Petros deve ser enquadrado no artigo 254-A, que prega grandes punições se o choque for considerado agressão
Foto: Divulgação

Na tarde desta segunda-feira, o procurador-geral do Superior Tribunal de Justiça Desportiva (STJD), Paulo Schmidt, confirmou que o corintiano Petros será indiciado por supostamente ter agredido o árbitro Raphael Claus durante clássico contra o Santos, disputado no último domingo. Em entrevista ao canal Sportv, o representante do STJD critica o ato do jogador e explica que o Tribunal tem autonomia para julgá-lo.


“O fato de não constar na súmula não importa, porque não estamos vinculados à súmula”, esclarece Schmidt. “Essa questão de como o árbitro se sente – ofendido ou não, agredido ou não – não importa muito para título de enquadramento.
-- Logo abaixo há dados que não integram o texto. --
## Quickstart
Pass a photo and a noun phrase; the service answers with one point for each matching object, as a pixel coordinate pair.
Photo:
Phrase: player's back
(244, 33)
Talvez para critérios de defesa, vai depender de quem julga as instâncias. Mas em um caso desse, acho que o árbitro não colocou na súmula porque estava de costas e não visualizou essa tentativa bizarra de passar por cima dele. Para nós é uma agressão”, resume o procurador-geral.


Petros deve ser enquadrado no artigo 254-A, que prega grandes punições se o choque for considerado agressão. “Se a ação for praticada contra árbitros, assistentes ou demais membros de arbitragem, a pena mínima será de suspensão por 180 dias”, diz o Código Brasileiro de Justiça Desportiva. Paulo Schmidt admite que a defesa do meio-campista pode conseguir diminuir a pena, mas acha difícil o atleta livrar-se completamente de uma suspensão.


"As imagens foram requisitadas e na próxima semana o atleta será denunciado por agressão física ao árbitro. Como é uma agressão ao árbitro, a pena mínima é de 180 dias, mas é óbvio que os auditores podem reenquadrá-lo em outro tipo de punição. Eles podem entender que houve um ato de hostilidade, que é outro tipo de infração, e aplicar uma penalidade por partida (que seria mais branda). Mas no primeiro enquadramento da procuradoria é uma agressão física ao árbitro, com o árbitro de costas. Uma cena bizarra e evitável”, finaliza o procurador do STJD.